= Forte Dossaccio (Italy) =

The fort as of 2020.

Fort Dossaccio, also called Fort Venini or Oga, is an Italian fortification built on the slopes of Monte Masucco in the Bormio basin, at an altitude of 1730m (5700ft). The fort should not be confused with the Austro-Hungarian Fort Dossacio located near Paneveggio much farther North. Work on the fort was started in 1909 and was completed in 1914, just before the outbreak of war. The construction style of Dossaccio is very similar to the Belgian forts designed by Henri Brialmont.  The fort is the only fortification of its group, the Bormio Barrier, to be classified as a fort.

== Armament ==
- 4 12cm Howitzers in 4cm thick Armstrong rotating cupolas, the guns had a range of 12,800m (8mi) and fired a 24kg (53lb) shell.
- 4 Gardner M.1886 "disappearing" rotatable cupolas with 1 gun each

== World War I ==

One of the Gardner M.1886 "disappearing" machine gun domes from the fort in the Zebru Valley.

Fort Dossaccio’s job was to bombard the peaks of Monte Cristallo, and Scorluzzo, in addition to the rear lines behind the Austro-Hungarian forts near the Stelvio Pass. The fort was activated on May 22, 1915, the day before Italy declared war on Austria-Hungary. On June 5, 1915, the fort bombarded the peak of Monte Scorluzzo. Dossaccio continued its bombardment of Austrian positions until the summer of 1916, but with little success. As the front slowly moved away from the fort, the decision was made to disarm Dossaccio. 2 of its howitzers were moved to Monte delle Scala, while the other 2 howitzers were placed near the Pedranzini Pass. The machine gun domes were placed in the Zebru Valley. In May 1918, General Badoglio feared an Austrian counter-attack and ordered that the fort be re-armed to combat such an event.

== Post-war ==
The fort remained occupied by a mountain artillery unit even after the war had ended.

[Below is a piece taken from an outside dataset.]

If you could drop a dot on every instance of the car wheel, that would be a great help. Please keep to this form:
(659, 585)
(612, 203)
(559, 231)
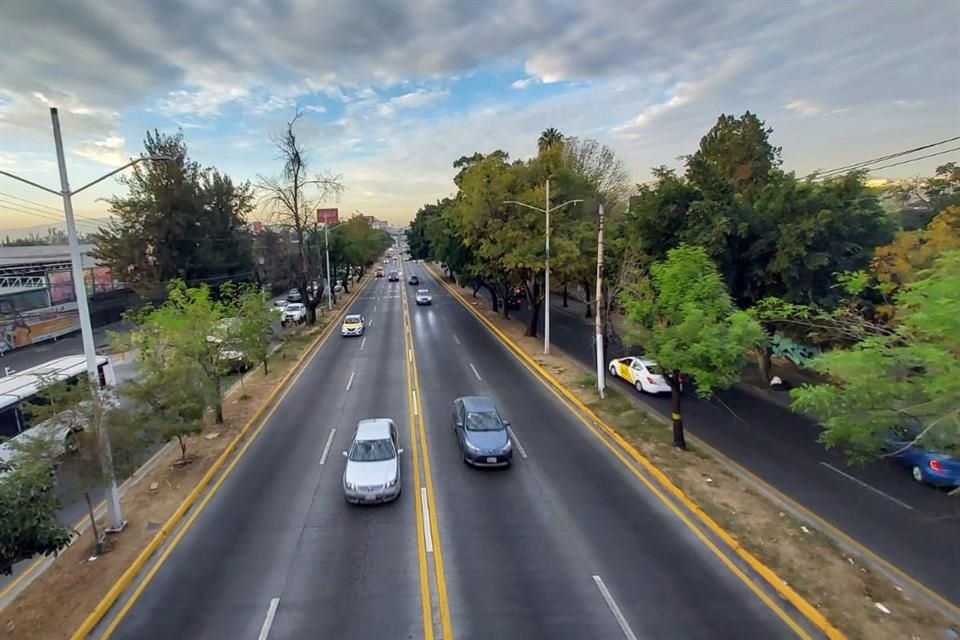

The barrelless howitzer domes today.

In 1938, the fort underwent major renovations and improvements aimed at making the fort more efficient. The same year it was included in the XXII GaF sector. From 1946-58 the fort was kept in good condition and was still in active service. In the summer of 1958, the fort was decommissioned and oddly enough the gun barrels were scrapped but not the turrets. Over the years the fort has undergone acts of vandalism much the same as other Italian forts. The fort was purchased by the municipality of Valdisotto and turned into a museum. Today, the museum has turned each room into a display that details its purpose. Fort Dossaccio is 1 of few Italian WWI fortifications that are still in near perfect condition.